In Psalms 4:8 it is written:  “I will lie down and sleep in peace, for you alone O Lord, make me dwell in safety.”  Hmmm, did you notice the phrase “I will”?  That means it is a decision I make not just something that happens (though I have seen children run and run and run until they drop and fall sound asleep).

I know, now you are saying, but wait… I go to bed and end up tossing and turning — I can’t sleep, I’ve tried.  Well, Donna has some suggestions of several practical things you can do to prevent anxiety from keeping you from your much needed sleep:

  • Modify your eating habits. Eliminate caffeine, or at least cut it out after noon.  Minimize your sugar intake and eliminate all sweets and refined carbs after dinner (ooh, that one is a tough one to swallow).  She suggests that if you have to have a treat — eat it after lunch.
  • Create the right environment. The researchers discovered that the ideal sleep environment was a dark, quiet and cool room.  They also discovered that people need to turn down the lights, eliminate the cell phones/computers and even TVs in the time before bed to signal the brain it’s getting time to sleep.  Think back to the time before electricity — the sky gradually darkens and it becomes too dark to do much more than sleep.  They also recommend that you not exercise before bedtime (if you must exercise in the evening try to do it so you are done at least 2 hours before bedtime).  Your mattress should be supportive and less than 10 years old (oops, need a new one of those as mine is older).  You should wash your sheets at least weekly and reserve the bedroom for sleeping.  (No using it for arguing or bill paying.)
  • Establish a nighttime routine. Think back to when your children were small (if they aren’t now), didn’t you have a bedtime routine for them?  What happened on the nights that the routine didn’t get followed?  Did the children have a harder time falling asleep?  Well, we are the same way — a routine tells us what comes next.  A bath at night is a great way to unwind and prepare for bed.  Why?  Well, a bath typically raises the body the temperature while in it and lowers it when you get out — this drop in temperature typically tells the body it is time to rest.
  • Keep your Personal Notebook by the bed. When you start tossing and turning, reach for your notebook and jot down whatever thoughts are keeping you from falling asleep.  Now, you can forget about them until morning because they are safe and sound in your notebook.
  • Engage in positive conversations. Instead of ending the day with a conversation with your spouse that includes all the things that can and/or did go wrong, try ending it with a positive one.  If you really must discuss the things that can and/or did go wrong at the end of the day when the children are in bed, then try to do it earlier in the evening so you can end the day with an upbeat conversation.

Practical Application:
Write out your proposed bedtime ritual along with some thoughts on how following this routine will improve your life.  Now, commit to going to bed on time, every time!

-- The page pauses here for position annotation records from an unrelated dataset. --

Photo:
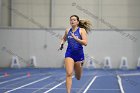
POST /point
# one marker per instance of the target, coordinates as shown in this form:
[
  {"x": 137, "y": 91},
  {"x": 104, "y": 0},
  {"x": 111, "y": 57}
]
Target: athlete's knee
[
  {"x": 69, "y": 74},
  {"x": 78, "y": 77}
]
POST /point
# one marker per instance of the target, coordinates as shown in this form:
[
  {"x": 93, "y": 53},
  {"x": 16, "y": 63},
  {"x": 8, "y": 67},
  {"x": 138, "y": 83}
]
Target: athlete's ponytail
[{"x": 86, "y": 24}]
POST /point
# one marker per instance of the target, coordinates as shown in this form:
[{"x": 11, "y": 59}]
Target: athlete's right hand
[{"x": 61, "y": 46}]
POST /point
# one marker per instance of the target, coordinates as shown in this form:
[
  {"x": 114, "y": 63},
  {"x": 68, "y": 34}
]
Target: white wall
[
  {"x": 124, "y": 14},
  {"x": 28, "y": 42},
  {"x": 23, "y": 10}
]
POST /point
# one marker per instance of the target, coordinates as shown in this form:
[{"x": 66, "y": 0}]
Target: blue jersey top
[{"x": 72, "y": 43}]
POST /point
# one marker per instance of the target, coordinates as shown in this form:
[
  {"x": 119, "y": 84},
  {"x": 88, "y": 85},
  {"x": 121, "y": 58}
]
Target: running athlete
[{"x": 76, "y": 37}]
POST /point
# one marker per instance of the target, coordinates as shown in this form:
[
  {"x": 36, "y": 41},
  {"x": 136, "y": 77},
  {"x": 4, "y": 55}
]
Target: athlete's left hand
[{"x": 72, "y": 34}]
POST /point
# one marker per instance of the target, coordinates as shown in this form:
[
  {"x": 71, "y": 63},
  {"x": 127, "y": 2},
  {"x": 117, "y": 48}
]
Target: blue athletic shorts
[{"x": 76, "y": 55}]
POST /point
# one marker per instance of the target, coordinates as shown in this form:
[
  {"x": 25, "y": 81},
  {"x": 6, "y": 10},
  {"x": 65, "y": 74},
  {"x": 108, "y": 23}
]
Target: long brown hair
[{"x": 86, "y": 24}]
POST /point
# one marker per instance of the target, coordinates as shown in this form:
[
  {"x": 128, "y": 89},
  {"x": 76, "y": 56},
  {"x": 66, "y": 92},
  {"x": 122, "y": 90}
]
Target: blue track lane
[{"x": 53, "y": 80}]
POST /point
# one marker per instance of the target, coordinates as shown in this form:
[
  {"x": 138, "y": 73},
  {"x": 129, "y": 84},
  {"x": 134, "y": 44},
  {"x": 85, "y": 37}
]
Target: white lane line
[
  {"x": 85, "y": 91},
  {"x": 27, "y": 84},
  {"x": 65, "y": 88},
  {"x": 120, "y": 84},
  {"x": 56, "y": 86},
  {"x": 13, "y": 79}
]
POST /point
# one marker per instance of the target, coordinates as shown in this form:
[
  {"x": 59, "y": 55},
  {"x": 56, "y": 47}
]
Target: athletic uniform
[{"x": 74, "y": 49}]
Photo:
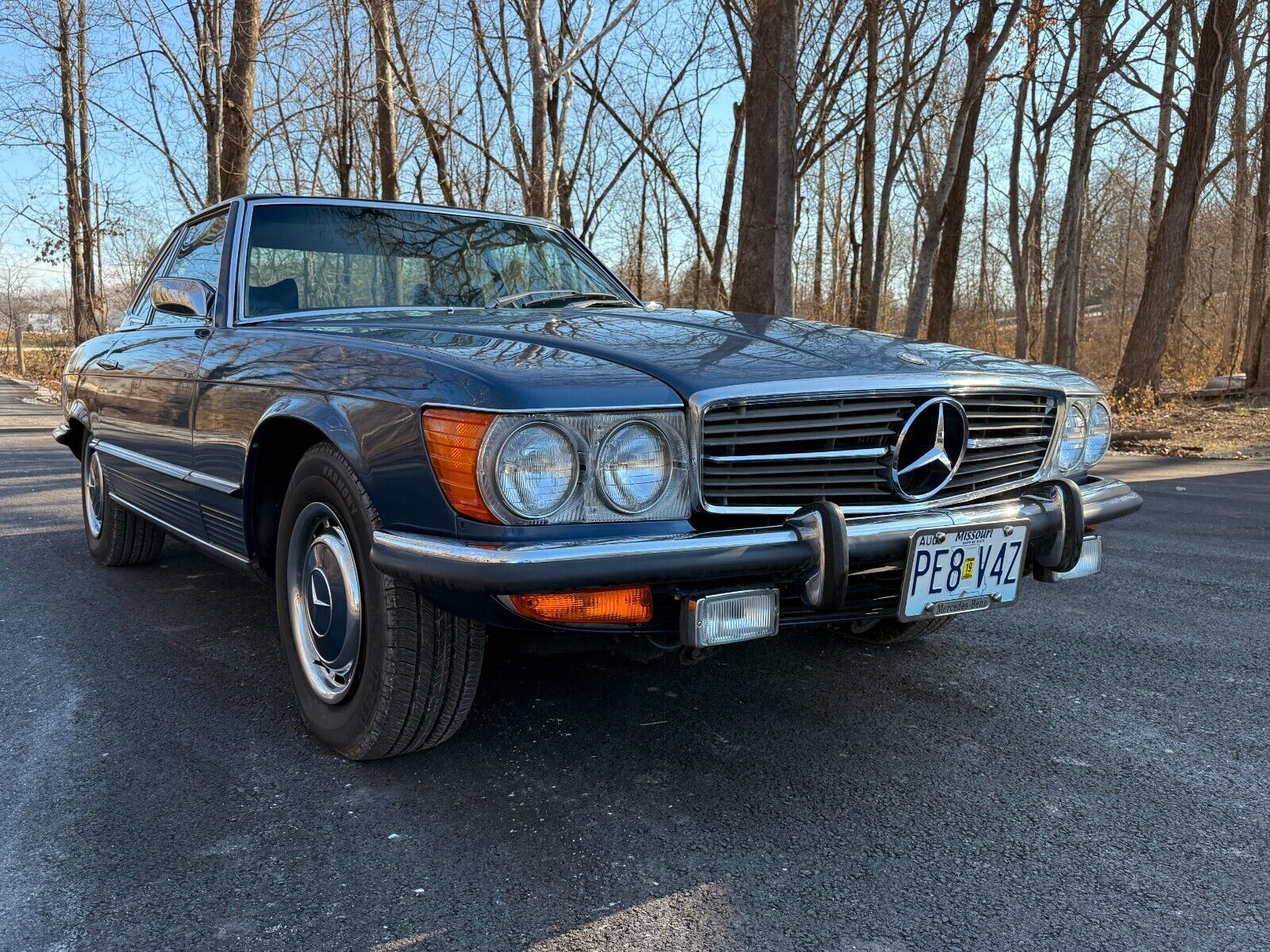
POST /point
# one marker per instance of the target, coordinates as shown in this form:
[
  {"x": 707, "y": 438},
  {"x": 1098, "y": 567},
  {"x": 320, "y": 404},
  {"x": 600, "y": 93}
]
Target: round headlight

I commit to going to bed at 11:00pm.  (Now, I’m going to admit this — the nights that my husband is off we tend to stay up later, but I strive to be in bed no later than midnight even then.  My husband works nights so when he is off he is attempting to be on the same schedule the boys and I are on that’s why we often end up staying up a little later on his nights off.)

Notebook: Label a second tab:  PERSONAL.  Create a page entitled EVENING ROUTINE — write your bedtime routine, including a specific bedtime.